Open KaidDuong opened 4 months ago
I'm also finding that the tltorch tensorized layers are significantly slower than the standard torch fully connected layers. Did you ever find a solution to this issue?
What implementation do you use? reconstructed or factorized? Reconstructed should be around the same amount of time as the unfactorized version.

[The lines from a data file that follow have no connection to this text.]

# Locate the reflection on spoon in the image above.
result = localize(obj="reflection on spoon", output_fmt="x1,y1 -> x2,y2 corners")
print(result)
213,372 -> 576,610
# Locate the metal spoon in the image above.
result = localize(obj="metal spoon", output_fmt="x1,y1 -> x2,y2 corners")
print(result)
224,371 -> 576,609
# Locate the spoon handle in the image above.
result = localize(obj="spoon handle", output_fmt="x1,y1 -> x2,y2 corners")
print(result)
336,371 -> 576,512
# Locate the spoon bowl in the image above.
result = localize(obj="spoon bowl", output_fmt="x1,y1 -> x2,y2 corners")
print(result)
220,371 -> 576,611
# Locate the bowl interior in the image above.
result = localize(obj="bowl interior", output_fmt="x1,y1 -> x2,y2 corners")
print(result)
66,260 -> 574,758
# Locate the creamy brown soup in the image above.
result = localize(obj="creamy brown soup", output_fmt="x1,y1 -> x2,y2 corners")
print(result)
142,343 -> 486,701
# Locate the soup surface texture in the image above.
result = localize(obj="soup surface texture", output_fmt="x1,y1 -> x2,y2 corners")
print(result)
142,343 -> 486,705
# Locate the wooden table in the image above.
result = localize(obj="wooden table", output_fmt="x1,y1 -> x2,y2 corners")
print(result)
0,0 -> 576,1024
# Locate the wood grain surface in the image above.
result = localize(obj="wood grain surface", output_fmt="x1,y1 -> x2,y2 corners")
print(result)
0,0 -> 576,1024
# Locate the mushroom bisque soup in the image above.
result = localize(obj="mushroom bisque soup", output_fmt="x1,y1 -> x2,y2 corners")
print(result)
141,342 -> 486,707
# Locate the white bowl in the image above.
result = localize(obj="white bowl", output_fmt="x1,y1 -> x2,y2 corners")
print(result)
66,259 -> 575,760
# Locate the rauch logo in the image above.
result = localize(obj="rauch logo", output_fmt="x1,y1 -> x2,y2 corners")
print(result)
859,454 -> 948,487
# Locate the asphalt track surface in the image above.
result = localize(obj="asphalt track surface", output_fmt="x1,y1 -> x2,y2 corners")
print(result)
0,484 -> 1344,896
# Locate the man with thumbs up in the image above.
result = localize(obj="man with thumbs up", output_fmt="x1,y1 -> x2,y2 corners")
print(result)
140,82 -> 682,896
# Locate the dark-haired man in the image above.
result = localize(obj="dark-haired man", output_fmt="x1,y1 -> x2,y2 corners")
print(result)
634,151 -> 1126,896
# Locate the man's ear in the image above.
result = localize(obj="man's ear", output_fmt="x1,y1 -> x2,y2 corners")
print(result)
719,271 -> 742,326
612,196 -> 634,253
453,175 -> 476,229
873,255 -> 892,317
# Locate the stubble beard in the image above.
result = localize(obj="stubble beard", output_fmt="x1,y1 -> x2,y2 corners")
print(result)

The factorized version will depend significantly on your specific use case: size of your matrix, size of the factorization, etc.
I verified the runtime of both factorized and reconstructed implements, but also the inference time is still slower than Neural Network.
import tltorch
import torch
from torch.profiler import profile, record_function, ProfilerActivity
data = torch.randn((4, 1024), dtype=torch.float32)
linear = torch.nn.Linear(1024, 512)
fact_linear_w_factorized = tltorch.FactorizedLinear.from_linear(linear, auto_tensorize=False,
in_tensorized_features=(4, 4, 4, 4, 4), out_tensorized_features=(2,4, 4, 4, 4), rank=0.1, factorization="tucker", implementation="factorized")
fact_linear_w_reconstructed = tltorch.FactorizedLinear.from_linear(linear, auto_tensorize=False,
in_tensorized_features=(4, 4, 4, 4, 4), out_tensorized_features=(2,4, 4, 4, 4), rank=0.1, factorization="tucker", implementation="reconstructed")
data = data.to("cuda")
linear = linear.to("cuda")
fact_linear_w_factorized = fact_linear_w_factorized.to("cuda")
fact_linear_w_reconstructed = fact_linear_w_reconstructed.to("cuda")
%%timeit
with torch.no_grad():
fact_linear_w_reconstructed(data)
=> 880 µs ± 8.69 µs per loop (mean ± std. dev. of 7 runs, 1,000 loops each
%%timeit
with torch.no_grad():
fact_linear_w_factorized(data)
=> 2.74 ms ± 12.1 µs per loop (mean ± std. dev. of 7 runs, 100 loops each)
with torch.no_grad():
linear(data)
=> 38.7 µs ± 946 ns per loop (mean ± std. dev. of 7 runs, 10,000 loops each)